Spouse(s) Patrick G. Jackson (m. 1996; 2 children)
Education Harvard University B.A.
Harvard Law School J.D.

Ketanji Onyika Brown Jackson (born September 1970) is a United States District Judge of the U.S. District Court for the District of Columbia. In 2016, she was on Barack Obama's short list for the Supreme Court to replace Antonin Scalia.[1][2][3][4]
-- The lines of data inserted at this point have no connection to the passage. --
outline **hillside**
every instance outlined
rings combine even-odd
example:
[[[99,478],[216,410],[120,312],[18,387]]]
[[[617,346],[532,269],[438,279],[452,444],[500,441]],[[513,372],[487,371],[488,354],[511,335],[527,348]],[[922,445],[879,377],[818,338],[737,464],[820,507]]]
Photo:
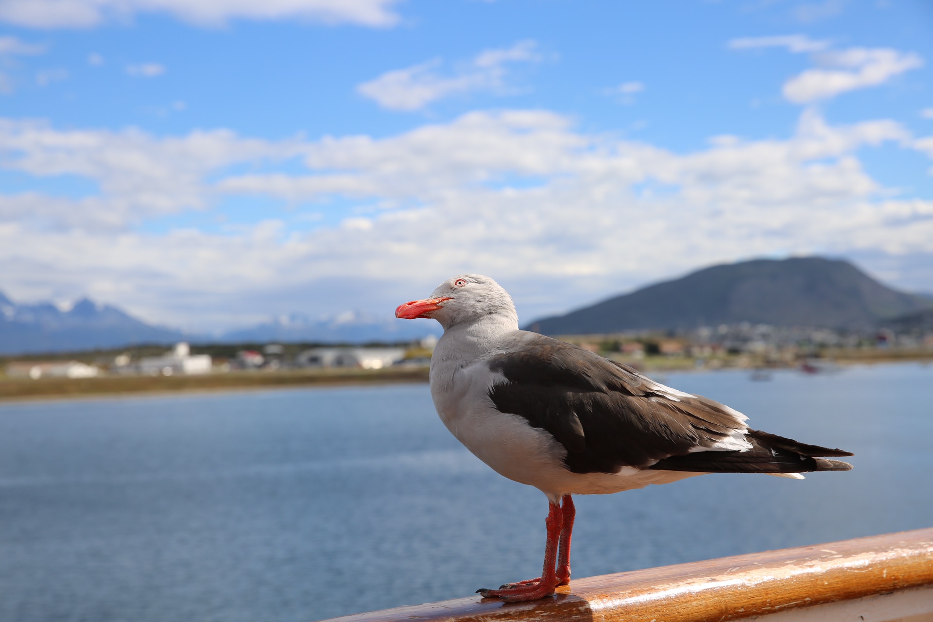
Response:
[[[740,322],[841,328],[873,325],[929,308],[929,298],[891,289],[847,261],[755,259],[697,270],[531,322],[527,328],[546,335],[690,329]]]

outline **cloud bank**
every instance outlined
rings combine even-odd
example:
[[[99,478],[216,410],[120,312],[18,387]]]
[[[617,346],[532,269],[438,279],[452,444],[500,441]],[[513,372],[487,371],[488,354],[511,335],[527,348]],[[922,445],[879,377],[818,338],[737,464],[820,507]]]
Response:
[[[202,26],[231,20],[307,20],[388,27],[398,0],[0,0],[0,21],[29,28],[92,28],[137,14],[168,14]]]
[[[719,137],[683,154],[579,131],[544,110],[315,141],[5,120],[0,145],[5,168],[99,188],[0,196],[11,295],[80,287],[170,324],[197,311],[202,322],[188,325],[198,329],[299,304],[391,311],[399,293],[462,271],[501,280],[527,317],[739,257],[933,254],[933,202],[898,196],[857,158],[928,145],[891,120],[832,126],[813,110],[785,138]],[[258,224],[146,226],[243,200]],[[351,215],[315,215],[335,202]]]

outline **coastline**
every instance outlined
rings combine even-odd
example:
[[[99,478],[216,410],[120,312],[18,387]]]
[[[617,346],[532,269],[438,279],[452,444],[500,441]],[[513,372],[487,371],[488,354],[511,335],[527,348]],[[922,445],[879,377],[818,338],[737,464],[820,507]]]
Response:
[[[825,351],[825,360],[839,366],[891,365],[898,363],[933,364],[933,351]],[[855,355],[853,355],[855,354]],[[717,370],[793,369],[796,365],[768,364],[743,360],[741,356],[706,361],[698,366],[693,358],[657,357],[634,364],[648,376],[665,372],[710,372]],[[374,386],[428,381],[428,368],[390,367],[385,369],[288,369],[277,371],[234,371],[191,376],[102,376],[68,379],[0,379],[0,404],[45,400],[99,399],[167,394],[211,394],[218,392],[262,391],[300,387]]]
[[[367,386],[427,382],[427,367],[408,369],[321,369],[227,372],[192,376],[103,376],[97,378],[0,380],[7,402],[164,395],[299,387]]]

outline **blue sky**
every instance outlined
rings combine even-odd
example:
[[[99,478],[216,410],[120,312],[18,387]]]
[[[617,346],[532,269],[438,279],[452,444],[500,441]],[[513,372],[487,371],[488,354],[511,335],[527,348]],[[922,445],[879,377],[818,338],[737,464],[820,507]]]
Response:
[[[0,0],[0,291],[219,330],[823,254],[933,291],[921,0]]]

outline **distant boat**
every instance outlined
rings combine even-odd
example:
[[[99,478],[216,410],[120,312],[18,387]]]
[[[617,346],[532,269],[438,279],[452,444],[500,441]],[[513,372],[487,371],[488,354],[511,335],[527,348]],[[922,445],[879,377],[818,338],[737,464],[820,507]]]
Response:
[[[808,358],[798,367],[805,374],[831,374],[839,371],[836,362],[829,358]]]
[[[755,369],[752,371],[751,376],[748,377],[748,380],[758,381],[770,380],[771,371],[762,368]]]

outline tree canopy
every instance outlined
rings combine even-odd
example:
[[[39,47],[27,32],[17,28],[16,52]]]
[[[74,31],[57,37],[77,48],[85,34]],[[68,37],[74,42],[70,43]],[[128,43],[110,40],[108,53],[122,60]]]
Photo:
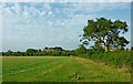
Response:
[[[104,45],[105,52],[109,51],[109,46],[123,49],[129,44],[129,41],[120,35],[127,32],[127,24],[120,20],[112,21],[104,18],[88,20],[83,32],[80,40],[83,44],[88,45],[90,41],[94,41],[95,45]]]

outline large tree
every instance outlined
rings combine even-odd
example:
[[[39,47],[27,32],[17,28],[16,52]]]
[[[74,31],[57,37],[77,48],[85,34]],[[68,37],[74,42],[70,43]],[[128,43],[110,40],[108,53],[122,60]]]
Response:
[[[83,32],[81,35],[83,44],[88,45],[90,41],[94,41],[95,44],[104,46],[105,52],[109,51],[109,46],[123,49],[129,44],[129,41],[121,36],[127,32],[127,24],[120,20],[112,21],[104,18],[88,20]]]

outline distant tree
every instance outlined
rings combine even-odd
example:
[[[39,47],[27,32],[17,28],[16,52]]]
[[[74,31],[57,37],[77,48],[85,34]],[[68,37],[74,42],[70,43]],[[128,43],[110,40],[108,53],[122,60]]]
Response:
[[[88,25],[83,29],[84,33],[80,40],[83,44],[89,44],[90,41],[104,45],[105,52],[109,51],[110,45],[116,48],[123,48],[129,44],[129,41],[124,36],[120,36],[120,33],[127,32],[126,22],[120,20],[108,20],[100,18],[96,20],[88,20]]]
[[[41,49],[39,49],[39,51],[38,52],[41,52]]]
[[[13,53],[13,51],[8,50],[8,52],[6,53],[6,55],[9,56],[9,55],[12,55],[12,53]]]
[[[44,50],[48,50],[48,46],[45,46]]]

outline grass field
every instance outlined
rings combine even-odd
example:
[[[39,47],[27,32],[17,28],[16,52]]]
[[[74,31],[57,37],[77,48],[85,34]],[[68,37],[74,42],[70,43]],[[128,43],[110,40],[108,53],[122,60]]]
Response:
[[[3,56],[3,82],[130,82],[125,69],[81,57]]]

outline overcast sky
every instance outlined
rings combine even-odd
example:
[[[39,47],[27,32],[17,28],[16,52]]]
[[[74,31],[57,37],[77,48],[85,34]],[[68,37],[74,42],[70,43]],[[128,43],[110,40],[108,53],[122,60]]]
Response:
[[[126,21],[129,32],[124,36],[131,40],[130,2],[4,2],[0,6],[3,51],[44,46],[74,50],[86,21],[95,18]]]

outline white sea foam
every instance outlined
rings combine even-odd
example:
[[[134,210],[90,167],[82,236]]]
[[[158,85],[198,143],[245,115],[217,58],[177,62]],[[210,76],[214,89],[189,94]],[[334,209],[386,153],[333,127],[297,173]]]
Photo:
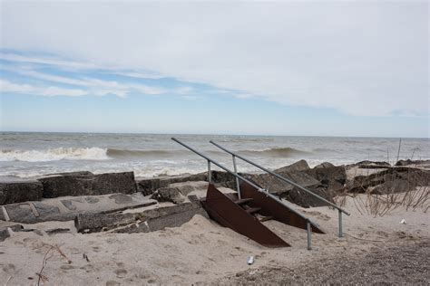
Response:
[[[107,149],[100,148],[58,148],[45,150],[0,150],[0,161],[47,162],[59,160],[107,160]]]

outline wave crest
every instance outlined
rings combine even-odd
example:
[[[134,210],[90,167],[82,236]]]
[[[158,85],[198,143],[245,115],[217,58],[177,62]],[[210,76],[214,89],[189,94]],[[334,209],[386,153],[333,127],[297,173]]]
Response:
[[[107,149],[100,148],[58,148],[46,150],[0,150],[0,161],[48,162],[59,160],[107,160]]]
[[[241,154],[247,154],[249,156],[263,155],[270,157],[293,157],[296,155],[308,154],[308,152],[295,149],[289,147],[285,148],[273,148],[269,149],[262,150],[242,150],[239,151]]]

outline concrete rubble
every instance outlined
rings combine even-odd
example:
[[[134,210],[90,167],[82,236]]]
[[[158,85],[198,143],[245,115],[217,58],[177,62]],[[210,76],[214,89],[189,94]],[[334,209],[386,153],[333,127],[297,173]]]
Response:
[[[325,162],[310,168],[305,160],[275,170],[286,178],[332,201],[345,192],[387,194],[430,184],[428,162],[363,161],[350,166]],[[424,164],[424,165],[420,165]],[[301,189],[268,174],[241,174],[272,194],[303,207],[324,205]],[[212,183],[234,192],[236,179],[226,172],[212,171]],[[13,232],[33,231],[16,224],[73,221],[83,234],[109,231],[147,233],[180,226],[195,214],[207,216],[200,199],[208,187],[207,174],[134,177],[132,172],[99,174],[74,172],[43,177],[0,177],[0,241]],[[197,196],[196,196],[197,195]],[[167,205],[166,205],[167,204]],[[69,232],[44,230],[44,235]]]

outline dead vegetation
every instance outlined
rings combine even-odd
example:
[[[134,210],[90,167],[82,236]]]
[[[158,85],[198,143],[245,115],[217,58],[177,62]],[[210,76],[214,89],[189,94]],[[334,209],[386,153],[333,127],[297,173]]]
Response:
[[[48,261],[54,257],[55,254],[59,254],[61,258],[64,259],[67,261],[67,263],[71,264],[72,261],[67,258],[67,256],[63,253],[63,251],[60,249],[58,245],[50,245],[46,244],[48,246],[48,250],[44,255],[44,259],[42,261],[42,268],[39,271],[39,272],[36,272],[37,275],[37,285],[40,285],[40,282],[42,281],[43,283],[46,283],[49,281],[49,277],[44,274],[44,268],[46,267]]]
[[[338,194],[335,201],[339,205],[345,205],[347,198],[352,197],[360,214],[375,217],[387,214],[400,206],[406,211],[422,209],[426,213],[430,207],[428,181],[428,171],[388,167],[376,174],[354,176],[349,187]]]

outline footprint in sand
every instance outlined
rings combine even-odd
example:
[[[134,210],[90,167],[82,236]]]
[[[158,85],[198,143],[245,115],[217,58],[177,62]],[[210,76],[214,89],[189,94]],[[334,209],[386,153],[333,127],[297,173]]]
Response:
[[[12,263],[5,264],[2,270],[7,274],[13,274],[15,272],[15,265]]]
[[[74,267],[73,265],[69,265],[69,264],[60,266],[60,269],[65,270],[65,271],[71,270],[71,269],[75,269],[75,268],[76,267]]]
[[[118,278],[124,278],[127,275],[127,271],[123,268],[119,268],[114,272]]]

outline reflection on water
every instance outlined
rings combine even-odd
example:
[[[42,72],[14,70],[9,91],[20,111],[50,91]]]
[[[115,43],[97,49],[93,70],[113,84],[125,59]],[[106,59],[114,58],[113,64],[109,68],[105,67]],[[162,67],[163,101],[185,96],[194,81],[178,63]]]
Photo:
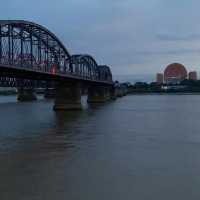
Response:
[[[76,112],[0,97],[0,199],[199,199],[200,96]]]

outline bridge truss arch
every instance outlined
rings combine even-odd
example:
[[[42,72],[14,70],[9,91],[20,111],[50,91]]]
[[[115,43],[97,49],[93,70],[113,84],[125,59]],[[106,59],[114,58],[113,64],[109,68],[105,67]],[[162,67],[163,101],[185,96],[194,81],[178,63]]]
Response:
[[[0,63],[41,72],[70,70],[70,54],[45,27],[22,20],[0,20]]]
[[[99,66],[87,54],[71,56],[51,31],[24,20],[0,20],[0,69],[3,67],[9,69],[9,76],[15,70],[11,78],[21,78],[19,73],[24,73],[26,79],[29,72],[28,78],[32,79],[49,80],[56,75],[56,80],[70,78],[113,84],[109,67]]]

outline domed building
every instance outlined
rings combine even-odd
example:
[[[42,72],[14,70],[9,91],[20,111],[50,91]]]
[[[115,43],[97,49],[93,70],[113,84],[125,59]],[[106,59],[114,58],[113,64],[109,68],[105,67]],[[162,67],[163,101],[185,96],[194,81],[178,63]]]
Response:
[[[187,70],[184,65],[172,63],[164,71],[164,80],[167,84],[179,84],[187,78]]]

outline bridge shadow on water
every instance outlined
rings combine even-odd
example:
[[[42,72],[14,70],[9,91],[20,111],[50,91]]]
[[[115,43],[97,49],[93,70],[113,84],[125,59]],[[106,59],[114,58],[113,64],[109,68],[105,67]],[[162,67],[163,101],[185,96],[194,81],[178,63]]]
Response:
[[[49,193],[48,184],[60,178],[55,169],[70,167],[79,156],[84,140],[96,137],[90,121],[104,109],[103,105],[84,104],[82,111],[68,112],[54,112],[52,105],[52,101],[45,100],[0,104],[1,199],[23,200],[36,193]],[[48,199],[58,199],[59,195],[56,192],[55,195]]]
Early life and education[edit]

Ketanji Onyika Jackson (née Brown) was born in Washington, D.C.[5] Her parents Johnny and Elorie(sp) Brown,[6] are an attorney, and retired school principal, respectively.[7] Jackson graduated from Miami Palmetto High School in 1988.[8] Her parents still reside in Miami. She earned a Bachelor of Arts degree magna cum laude in government in 1992 from Harvard University and a Juris Doctor degree cum laude in 1996 from Harvard Law School,[5] where she was an editor of the Harvard Law Review.[9] Jackson has served as a law clerk for three federal judges, including U.S. District Court for the District of Massachusetts Judge Patti B. Saris and U.S. Court of Appeals for the First Circuit Judge Bruce M. Selya. She clerked for Associate Justice Stephen Breyer of the U.S. Supreme Court from 1999 until 2000.[5]

Early legal career[edit]

Jackson worked in private legal practice from 1998 until 1999 and again from 2000 until 2003.[10] From 2003 until 2005, she remained in private practice as an attorney at the Feinberg Group law firm,[5] and she also served as an assistant special counsel to the U.S. Sentencing Commission.[10] From 2005 until 2007, Jackson served as an assistant federal public defender in the District of Columbia.[10] From 2007 to 2013, Jackson worked at the law firm of Morrison & Foerster.[10]

Appointment to the United States Sentencing Commission[edit]

Ketanji Brown Jackson, Vice Chair of the U.S. Sentencing Commission (2010-2014)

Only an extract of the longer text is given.